I am not trying to decide whether to leaver her overnight and have her see the cardiologist and then decide what to do...
OR
Go visit her again later on and have her put to sleep while I'm there.

Anyone have any suggestions as to how to proceed? I called my normal vet and asked if there is a chance she would just spring back to normal, and he said possibly with long term medication, given she is even responding to it. Currently, any efforts they've made in clearing her lungs have been unsuccessful. I'm in disbelief this is all happening, as it is all so sudden. She was just fine a few days ago. No heart problems 3 months ago at her wellness visit. Thanks everyone for reading.


----------



## Heidi n Q (Nov 22, 2006)

*Re: possible heart failure?*

I wonder, since you say she vomited up a piece of yarn, if she didn't ingest a longer or different piece and it is causing her problems. I can't see heart problems cropping up so quickly, usually they come on slowly over time. I would think any heart-anything happening suddenly to a small animal would be mostly immediately fatal.

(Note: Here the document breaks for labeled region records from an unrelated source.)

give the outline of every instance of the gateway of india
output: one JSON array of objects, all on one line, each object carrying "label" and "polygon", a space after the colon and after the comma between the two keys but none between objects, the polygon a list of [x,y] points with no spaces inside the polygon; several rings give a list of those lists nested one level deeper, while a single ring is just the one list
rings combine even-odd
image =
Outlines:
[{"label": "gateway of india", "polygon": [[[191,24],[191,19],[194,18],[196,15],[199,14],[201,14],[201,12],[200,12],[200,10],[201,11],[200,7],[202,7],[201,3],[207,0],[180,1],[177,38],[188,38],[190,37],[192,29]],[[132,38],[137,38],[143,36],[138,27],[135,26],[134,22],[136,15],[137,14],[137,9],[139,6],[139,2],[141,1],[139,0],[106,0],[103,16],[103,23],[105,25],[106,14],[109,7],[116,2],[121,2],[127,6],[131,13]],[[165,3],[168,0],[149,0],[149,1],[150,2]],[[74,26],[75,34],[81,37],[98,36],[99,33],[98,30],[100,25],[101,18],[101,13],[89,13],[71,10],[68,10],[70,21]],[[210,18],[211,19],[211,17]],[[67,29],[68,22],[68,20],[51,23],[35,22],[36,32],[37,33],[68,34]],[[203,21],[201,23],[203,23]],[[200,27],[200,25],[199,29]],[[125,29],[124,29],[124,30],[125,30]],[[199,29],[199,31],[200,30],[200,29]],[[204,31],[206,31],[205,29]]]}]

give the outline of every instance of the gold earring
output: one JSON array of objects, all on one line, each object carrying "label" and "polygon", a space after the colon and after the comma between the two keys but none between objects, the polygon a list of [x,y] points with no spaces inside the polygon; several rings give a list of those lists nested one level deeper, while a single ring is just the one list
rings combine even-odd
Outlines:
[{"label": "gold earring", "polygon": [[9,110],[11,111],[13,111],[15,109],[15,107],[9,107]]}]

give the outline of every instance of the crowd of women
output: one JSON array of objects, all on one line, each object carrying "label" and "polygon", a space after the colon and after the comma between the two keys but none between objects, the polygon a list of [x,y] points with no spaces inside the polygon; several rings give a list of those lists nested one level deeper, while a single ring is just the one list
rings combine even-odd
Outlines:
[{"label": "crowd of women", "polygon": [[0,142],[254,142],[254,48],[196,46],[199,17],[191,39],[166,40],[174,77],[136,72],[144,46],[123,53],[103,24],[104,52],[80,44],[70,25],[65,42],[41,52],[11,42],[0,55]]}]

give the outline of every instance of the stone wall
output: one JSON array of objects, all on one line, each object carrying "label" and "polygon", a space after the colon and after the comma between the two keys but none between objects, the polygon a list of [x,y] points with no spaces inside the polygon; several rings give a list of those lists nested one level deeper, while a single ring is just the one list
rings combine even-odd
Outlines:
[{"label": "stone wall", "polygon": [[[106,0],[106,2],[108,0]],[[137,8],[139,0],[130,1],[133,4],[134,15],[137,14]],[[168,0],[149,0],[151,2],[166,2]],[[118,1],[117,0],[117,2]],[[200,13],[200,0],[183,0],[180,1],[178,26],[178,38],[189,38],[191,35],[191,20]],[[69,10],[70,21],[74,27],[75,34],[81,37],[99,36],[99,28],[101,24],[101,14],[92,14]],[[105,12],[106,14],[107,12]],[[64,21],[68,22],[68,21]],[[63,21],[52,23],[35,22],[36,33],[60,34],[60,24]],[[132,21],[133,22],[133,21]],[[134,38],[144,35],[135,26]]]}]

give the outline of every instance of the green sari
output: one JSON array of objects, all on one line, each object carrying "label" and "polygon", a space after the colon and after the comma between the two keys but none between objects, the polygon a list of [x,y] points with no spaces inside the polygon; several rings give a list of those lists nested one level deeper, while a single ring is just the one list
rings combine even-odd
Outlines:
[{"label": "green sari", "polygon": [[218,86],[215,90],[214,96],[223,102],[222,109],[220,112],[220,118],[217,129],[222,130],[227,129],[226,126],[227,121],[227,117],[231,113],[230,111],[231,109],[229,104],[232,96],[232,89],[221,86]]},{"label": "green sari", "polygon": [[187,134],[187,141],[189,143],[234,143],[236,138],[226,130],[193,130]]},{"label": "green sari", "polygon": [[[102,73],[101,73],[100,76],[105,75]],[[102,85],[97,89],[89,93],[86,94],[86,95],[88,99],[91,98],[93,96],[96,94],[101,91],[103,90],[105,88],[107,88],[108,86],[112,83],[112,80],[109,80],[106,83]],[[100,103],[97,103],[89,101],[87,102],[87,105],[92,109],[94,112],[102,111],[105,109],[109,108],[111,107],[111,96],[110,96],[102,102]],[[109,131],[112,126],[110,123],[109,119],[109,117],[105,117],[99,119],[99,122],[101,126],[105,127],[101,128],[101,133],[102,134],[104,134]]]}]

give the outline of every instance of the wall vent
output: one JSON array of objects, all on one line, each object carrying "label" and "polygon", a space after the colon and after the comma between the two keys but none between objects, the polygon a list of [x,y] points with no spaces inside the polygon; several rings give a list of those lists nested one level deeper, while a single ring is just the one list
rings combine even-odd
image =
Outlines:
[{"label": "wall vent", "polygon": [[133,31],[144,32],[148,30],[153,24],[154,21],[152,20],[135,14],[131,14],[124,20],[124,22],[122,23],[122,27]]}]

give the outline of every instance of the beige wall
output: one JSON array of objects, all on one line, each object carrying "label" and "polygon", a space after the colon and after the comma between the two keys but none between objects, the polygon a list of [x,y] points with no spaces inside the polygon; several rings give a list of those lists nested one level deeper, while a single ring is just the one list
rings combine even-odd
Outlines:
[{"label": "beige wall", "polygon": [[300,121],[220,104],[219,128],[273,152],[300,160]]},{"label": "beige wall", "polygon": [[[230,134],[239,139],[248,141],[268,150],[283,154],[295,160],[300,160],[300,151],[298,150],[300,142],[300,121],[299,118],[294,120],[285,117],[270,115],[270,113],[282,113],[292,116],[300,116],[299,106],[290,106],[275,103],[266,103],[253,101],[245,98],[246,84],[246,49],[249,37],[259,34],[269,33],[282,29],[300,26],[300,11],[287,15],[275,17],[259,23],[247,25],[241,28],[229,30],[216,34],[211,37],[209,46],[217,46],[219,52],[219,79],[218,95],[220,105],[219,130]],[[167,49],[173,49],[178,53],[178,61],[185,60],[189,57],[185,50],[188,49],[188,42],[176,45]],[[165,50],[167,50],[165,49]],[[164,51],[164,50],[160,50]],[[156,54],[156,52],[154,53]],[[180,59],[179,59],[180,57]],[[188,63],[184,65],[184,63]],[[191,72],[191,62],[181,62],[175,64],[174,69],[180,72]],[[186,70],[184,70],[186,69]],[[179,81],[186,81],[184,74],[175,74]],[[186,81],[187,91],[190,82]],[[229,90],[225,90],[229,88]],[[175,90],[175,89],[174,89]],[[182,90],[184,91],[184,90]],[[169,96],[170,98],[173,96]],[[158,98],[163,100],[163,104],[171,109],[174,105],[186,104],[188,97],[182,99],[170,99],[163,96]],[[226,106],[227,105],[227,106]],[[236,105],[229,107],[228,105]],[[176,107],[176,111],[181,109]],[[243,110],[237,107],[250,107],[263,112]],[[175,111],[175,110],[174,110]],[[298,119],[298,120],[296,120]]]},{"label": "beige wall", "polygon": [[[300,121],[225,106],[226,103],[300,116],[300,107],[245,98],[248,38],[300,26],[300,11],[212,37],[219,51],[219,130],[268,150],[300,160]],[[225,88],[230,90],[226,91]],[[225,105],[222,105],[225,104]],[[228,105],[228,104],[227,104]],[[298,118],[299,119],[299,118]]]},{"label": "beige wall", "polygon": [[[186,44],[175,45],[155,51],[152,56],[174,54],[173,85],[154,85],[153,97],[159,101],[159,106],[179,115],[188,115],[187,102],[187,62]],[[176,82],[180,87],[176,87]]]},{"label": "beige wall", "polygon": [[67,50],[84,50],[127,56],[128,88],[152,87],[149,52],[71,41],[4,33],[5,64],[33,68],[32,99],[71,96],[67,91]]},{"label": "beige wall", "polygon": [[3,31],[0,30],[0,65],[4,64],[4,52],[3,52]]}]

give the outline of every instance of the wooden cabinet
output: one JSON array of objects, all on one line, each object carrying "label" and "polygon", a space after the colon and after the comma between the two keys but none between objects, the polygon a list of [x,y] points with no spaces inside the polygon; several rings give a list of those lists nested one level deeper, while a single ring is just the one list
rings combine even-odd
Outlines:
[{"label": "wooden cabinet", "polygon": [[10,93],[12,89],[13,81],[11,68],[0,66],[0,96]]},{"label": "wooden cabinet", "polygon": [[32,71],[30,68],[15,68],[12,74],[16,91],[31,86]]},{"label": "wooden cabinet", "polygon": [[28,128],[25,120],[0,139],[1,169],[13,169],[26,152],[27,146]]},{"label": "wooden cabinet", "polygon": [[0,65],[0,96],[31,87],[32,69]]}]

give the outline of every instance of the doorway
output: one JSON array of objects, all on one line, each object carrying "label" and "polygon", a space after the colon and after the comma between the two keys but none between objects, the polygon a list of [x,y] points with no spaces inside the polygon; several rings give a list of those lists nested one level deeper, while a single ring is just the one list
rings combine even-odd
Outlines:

...and this may be difficult to handle, but I would find some way to ensure strings, thread, needles, yarn, rubberbands, whatever is not left out where kitties can eat them. The hard part will be doing this in a manner that your children do not feel responsible, IF the yarn _was_ the ultimate culprit.

I think, if this were my cat, I'd go to the cat and see exactly how it was doing. And if my cat was in obvious distress or discomfort, I would make The Big Decision if I felt it would have difficulty in surviving until a Monday treatment and especially if that Monday treatment was 'iffy' as to success. 
That is what I would do.
I hope Stella is able to recover, but if not, know that you've made the best decisions for her. That last Big Decision can be the hardest a pet-owner will ever make.
Heidi


----------



## Stryker (Apr 2, 2007)

*Re: possible heart failure?*

I am only catching this now, so it may be that you have already had to make some decision.

I can only tell you what I would do, and that is based on previous experience of being suddenly faced with such a pronouncement from a Vet. At that time, I chose to continue all reasonable treatment.

If faced with the your situation today, I would continue to support the cat until, at least, the Cardiologist could evaluate her.

I wish you and Stella the very best.


----------



## nowie (Jun 5, 2008)

*Re: possible heart failure?*

Thanks for the replies.

The cardiologist has performed an ultrasound on her heart, and she has hypertrophic cardiomyopathy. They feel she *may* have a chance at coming out of heart failure with lots of medication, but cannot guarantee her life expectancy (possibly 6-12 months). There is a chances of blood clots forming, leading to very painful paralysis of the legs. Doctor says she can possibly go into heart failure at any time after this point. Lifetime of medication would be required as well.

sigh...

I will be going in to see Stella and to talk with the doctors some more in a couple of hours. I am considering putting her down at this point. Anyone with a cat who came out on the other side with the same condition? Not to put a price on her life, but we are already at $4592, and it would cost about $1000 each day since she is on oxygen.

Oh what to do...


----------



## Stryker (Apr 2, 2007)

*Re: possible heart failure?*

If I were faced with this diagnosis, I would want to get some input from others who are very familiar with HCM and, in my opinion, those people are likely to be found in an online support group for caregivers to HCM cats. There is one such group *here*.

There may be further questions which members of that group would suggest be put to the doctors...the answers to which might help with decision-making.

I am also sufficiently grounded to know that my decisions are naturally also dependent on my resources.


----------



## Heidi n Q (Nov 22, 2006)

*Re: possible heart failure?*



Stryker said:


> I am also sufficiently grounded to know that my decisions are naturally also dependent on my resources.


Me, too. I make decisions on how to spend large amounts of money for a pet based on the pet's age, life expectancy after recovery, quality of life after recovery and percentage of positive outcome with the particular treatment. If the cat has a good chance of recovering and living a good life, I'll spend it. If I feel the end will be inevitable and near, I don't. I just don't have the money to fix everything.


----------



## Jeanie (Jun 18, 2003)

*Re: possible heart failure?*

I'm so sorry your cat's not well. It seems like such a coincidence that she threw up yarn and suddenly had a heart problem.  I know people who are on oxygen, and they don't pay that amount of money a day. This is a tough decision for you, I know. I do as much as I can as long as there's hope. Bless little Stella. She's so young to have these problems. And bless you for taking care of her.


----------



## nowie (Jun 5, 2008)

*Re: possible heart failure?*

Thanks everyone for your replies and positive thoughts.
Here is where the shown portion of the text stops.